Houses were paperclips and she fit inside an envelope.  Sky stormed compulsively, unyieldingly.  Piercing cacophony bent around alleyways into and out of her ear canals.  Eventually, everything was engulfed in flames.
I went back inside and locked the door.  It was cooler and darker than it had been moments earlier.  The air was electric and poetry began to radiate throughout the house, increasing in intensity inside of the kitchen.  Bloop, bloop bloop.

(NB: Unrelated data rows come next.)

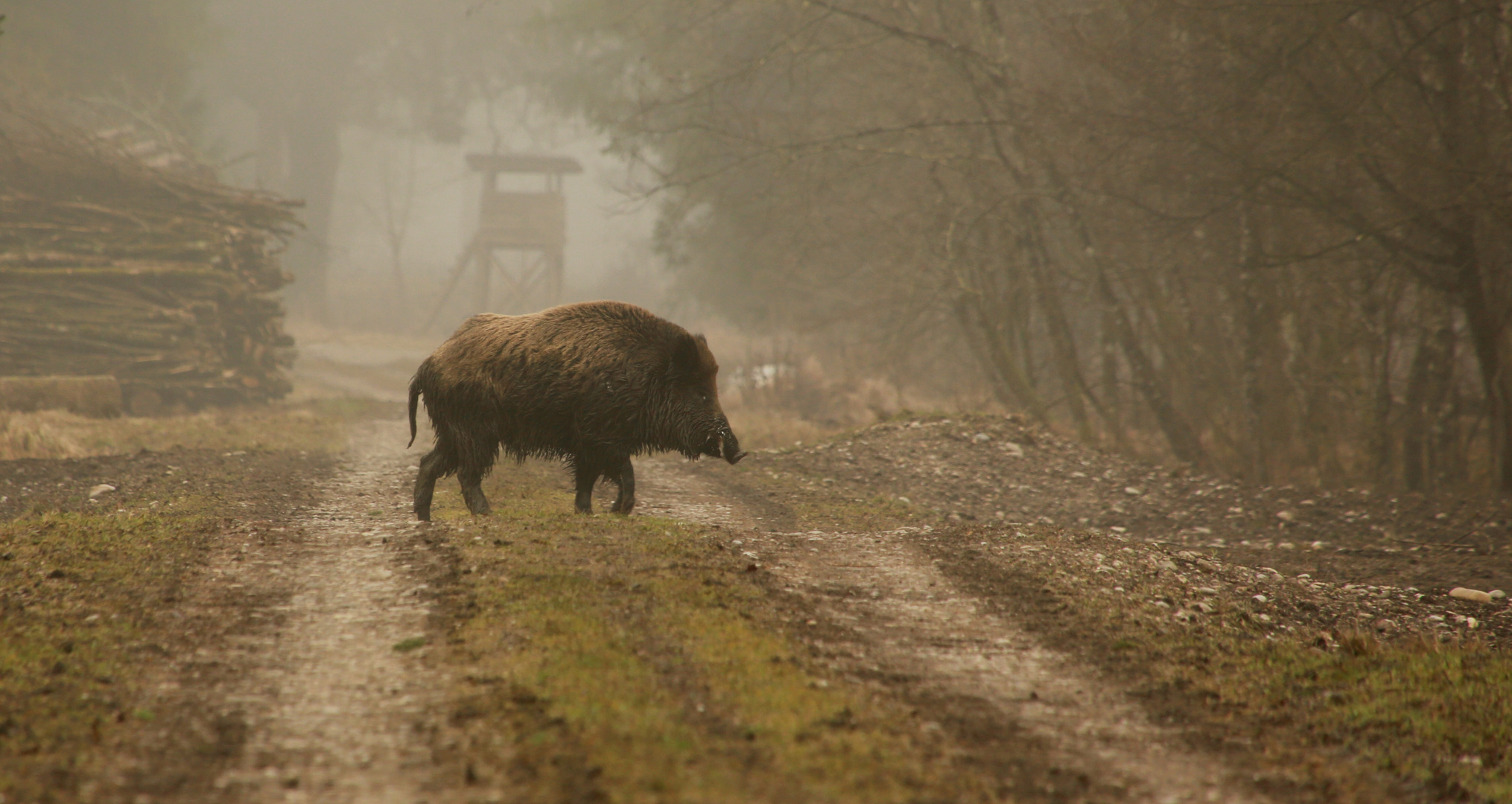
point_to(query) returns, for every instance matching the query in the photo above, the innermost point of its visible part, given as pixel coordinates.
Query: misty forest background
(1265, 239)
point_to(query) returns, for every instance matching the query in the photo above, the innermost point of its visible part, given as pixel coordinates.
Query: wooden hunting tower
(521, 233)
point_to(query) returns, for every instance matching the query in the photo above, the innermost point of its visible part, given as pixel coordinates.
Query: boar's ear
(684, 357)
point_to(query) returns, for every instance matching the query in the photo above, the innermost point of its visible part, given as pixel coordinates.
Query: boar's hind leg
(585, 473)
(625, 478)
(471, 478)
(436, 465)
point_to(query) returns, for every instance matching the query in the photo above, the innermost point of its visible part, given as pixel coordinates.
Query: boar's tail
(415, 401)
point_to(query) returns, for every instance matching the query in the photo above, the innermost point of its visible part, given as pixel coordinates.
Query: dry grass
(60, 434)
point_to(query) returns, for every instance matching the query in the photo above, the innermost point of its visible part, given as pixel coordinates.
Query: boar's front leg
(625, 478)
(585, 473)
(472, 490)
(437, 463)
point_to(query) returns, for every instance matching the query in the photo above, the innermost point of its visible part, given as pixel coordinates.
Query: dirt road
(897, 614)
(321, 691)
(894, 604)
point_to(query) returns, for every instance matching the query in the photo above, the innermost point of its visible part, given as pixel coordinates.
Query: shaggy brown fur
(591, 383)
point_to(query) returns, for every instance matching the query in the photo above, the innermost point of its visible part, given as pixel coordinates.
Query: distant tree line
(1277, 234)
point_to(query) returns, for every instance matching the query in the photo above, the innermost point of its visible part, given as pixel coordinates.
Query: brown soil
(282, 680)
(971, 469)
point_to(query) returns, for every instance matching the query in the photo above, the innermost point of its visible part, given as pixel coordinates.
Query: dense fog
(1263, 239)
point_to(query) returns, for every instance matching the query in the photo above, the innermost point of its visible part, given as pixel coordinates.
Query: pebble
(1470, 594)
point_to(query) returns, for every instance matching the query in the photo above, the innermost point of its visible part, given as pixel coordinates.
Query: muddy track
(892, 614)
(306, 697)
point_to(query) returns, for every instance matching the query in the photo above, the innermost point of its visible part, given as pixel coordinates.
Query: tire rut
(901, 617)
(323, 705)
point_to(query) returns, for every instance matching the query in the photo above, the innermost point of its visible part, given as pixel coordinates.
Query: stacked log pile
(161, 277)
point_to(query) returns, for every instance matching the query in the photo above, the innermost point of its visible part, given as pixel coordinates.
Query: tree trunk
(1488, 334)
(1151, 386)
(312, 138)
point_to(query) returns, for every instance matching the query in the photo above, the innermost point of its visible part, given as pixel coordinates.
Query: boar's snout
(732, 446)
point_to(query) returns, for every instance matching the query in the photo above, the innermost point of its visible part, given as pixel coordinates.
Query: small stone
(1470, 594)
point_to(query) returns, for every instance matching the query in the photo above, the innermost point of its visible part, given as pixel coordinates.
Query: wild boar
(590, 383)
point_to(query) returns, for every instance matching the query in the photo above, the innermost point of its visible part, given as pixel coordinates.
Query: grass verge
(1369, 720)
(88, 590)
(637, 660)
(60, 434)
(80, 602)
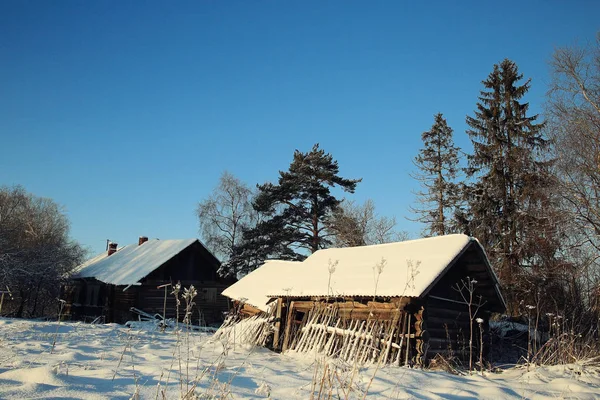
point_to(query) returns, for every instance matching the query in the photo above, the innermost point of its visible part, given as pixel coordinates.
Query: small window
(91, 295)
(209, 295)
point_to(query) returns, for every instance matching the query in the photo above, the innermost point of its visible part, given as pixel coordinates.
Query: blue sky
(127, 112)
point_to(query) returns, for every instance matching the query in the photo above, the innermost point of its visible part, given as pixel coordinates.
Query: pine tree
(438, 165)
(295, 210)
(510, 204)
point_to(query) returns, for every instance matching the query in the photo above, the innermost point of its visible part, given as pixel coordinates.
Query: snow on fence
(254, 330)
(382, 336)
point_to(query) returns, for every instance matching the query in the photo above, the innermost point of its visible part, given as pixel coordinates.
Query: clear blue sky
(127, 112)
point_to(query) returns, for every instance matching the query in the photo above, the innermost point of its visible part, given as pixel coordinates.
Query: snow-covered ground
(87, 357)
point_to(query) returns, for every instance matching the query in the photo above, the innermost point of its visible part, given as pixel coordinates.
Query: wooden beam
(288, 326)
(277, 324)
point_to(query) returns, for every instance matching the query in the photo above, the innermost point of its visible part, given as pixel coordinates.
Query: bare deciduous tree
(224, 215)
(354, 224)
(573, 115)
(36, 253)
(573, 111)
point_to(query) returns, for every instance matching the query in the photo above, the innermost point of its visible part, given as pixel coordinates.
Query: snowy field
(86, 358)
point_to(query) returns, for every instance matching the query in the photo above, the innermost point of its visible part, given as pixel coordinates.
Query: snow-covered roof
(253, 288)
(407, 269)
(131, 263)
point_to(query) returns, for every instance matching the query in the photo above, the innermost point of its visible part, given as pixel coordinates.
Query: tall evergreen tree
(294, 211)
(509, 202)
(438, 165)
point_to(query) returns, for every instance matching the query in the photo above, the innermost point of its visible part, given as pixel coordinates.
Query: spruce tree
(294, 211)
(510, 205)
(437, 162)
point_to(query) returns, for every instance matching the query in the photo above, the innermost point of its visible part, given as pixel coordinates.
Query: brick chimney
(112, 248)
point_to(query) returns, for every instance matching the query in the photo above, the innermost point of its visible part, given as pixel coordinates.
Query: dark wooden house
(409, 300)
(139, 275)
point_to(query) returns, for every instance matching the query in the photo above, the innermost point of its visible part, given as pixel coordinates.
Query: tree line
(529, 191)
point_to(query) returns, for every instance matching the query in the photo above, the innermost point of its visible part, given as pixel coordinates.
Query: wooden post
(277, 324)
(407, 340)
(419, 337)
(288, 326)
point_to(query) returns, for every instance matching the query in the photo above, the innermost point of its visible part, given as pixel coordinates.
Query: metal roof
(131, 263)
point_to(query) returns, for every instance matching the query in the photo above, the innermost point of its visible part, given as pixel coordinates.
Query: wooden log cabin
(139, 275)
(400, 302)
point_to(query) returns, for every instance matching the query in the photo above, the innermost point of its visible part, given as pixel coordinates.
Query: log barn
(139, 275)
(399, 303)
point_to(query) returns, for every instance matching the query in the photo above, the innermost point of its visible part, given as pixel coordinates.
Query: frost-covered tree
(36, 253)
(511, 206)
(573, 114)
(224, 215)
(437, 164)
(295, 210)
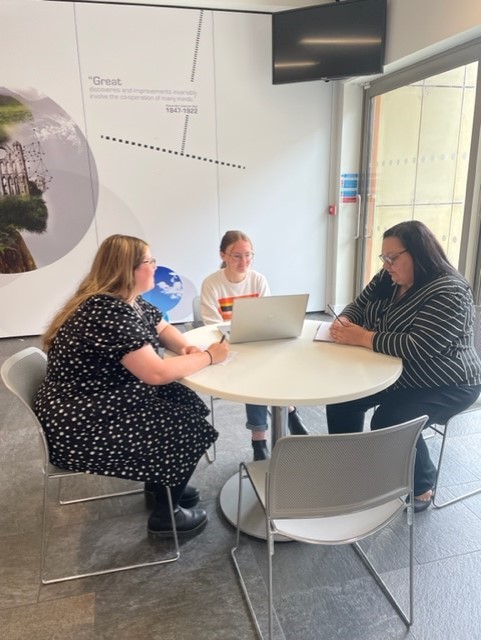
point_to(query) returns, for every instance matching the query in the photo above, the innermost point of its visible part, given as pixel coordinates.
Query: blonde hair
(111, 273)
(231, 237)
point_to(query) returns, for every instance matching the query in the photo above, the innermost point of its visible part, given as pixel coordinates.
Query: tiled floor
(321, 593)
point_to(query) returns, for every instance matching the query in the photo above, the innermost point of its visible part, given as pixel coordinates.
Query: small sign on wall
(349, 187)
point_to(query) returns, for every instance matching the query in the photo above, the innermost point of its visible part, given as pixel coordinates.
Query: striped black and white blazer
(430, 328)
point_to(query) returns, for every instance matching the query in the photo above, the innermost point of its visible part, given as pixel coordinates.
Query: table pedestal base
(253, 522)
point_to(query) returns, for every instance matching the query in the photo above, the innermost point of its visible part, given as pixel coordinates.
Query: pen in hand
(336, 316)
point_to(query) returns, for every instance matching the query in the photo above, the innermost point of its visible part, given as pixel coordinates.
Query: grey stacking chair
(22, 374)
(333, 490)
(443, 430)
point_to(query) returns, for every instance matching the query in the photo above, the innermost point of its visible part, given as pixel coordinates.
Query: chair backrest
(198, 322)
(23, 373)
(312, 476)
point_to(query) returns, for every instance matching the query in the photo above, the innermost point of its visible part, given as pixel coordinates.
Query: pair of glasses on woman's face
(238, 257)
(390, 260)
(151, 261)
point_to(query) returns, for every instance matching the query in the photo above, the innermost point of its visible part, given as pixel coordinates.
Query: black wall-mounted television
(329, 41)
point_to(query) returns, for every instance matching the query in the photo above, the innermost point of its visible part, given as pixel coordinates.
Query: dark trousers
(401, 405)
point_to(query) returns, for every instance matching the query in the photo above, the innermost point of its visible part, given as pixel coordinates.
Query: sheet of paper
(322, 332)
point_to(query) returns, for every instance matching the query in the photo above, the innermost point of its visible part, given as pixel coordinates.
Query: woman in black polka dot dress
(109, 403)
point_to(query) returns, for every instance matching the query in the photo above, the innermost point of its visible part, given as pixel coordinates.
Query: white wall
(258, 154)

Bloop, bloop bloop.  The faucet was leaking.  I pulled a bowl out of the cabinet and put it in the sink.  Bop, bop bop.  Bop, bop bop.  Percussive brass escaped the refrigerator.  Booooom, booooom, booooom.  Bop, bop bop.  Booooom, booooom, booooom.  I opened up the oven and pulled out my violin, sizzling as I touched the bow to the strings.  Wailing and whooshing  in tune with the airwaves, the sound of the fiddle melted the provolone. 

Woman:  Uh… I’m sorry to hear that.
Man:  What are you talking about?
Woman:  (confused look)
Beat.
Woman:  I’m sorry that your life is falling apart.
Man:  Is this some kind of a joke or something?

                There’s no need to retrace your steps.  Do I have to spell this out for you?  There is no story here.  Turn around right now and concentrate on what you see.  What is happening?  That is the only meaning you will find.

And then I remembered – the bowl overflowing, I placed on the floor.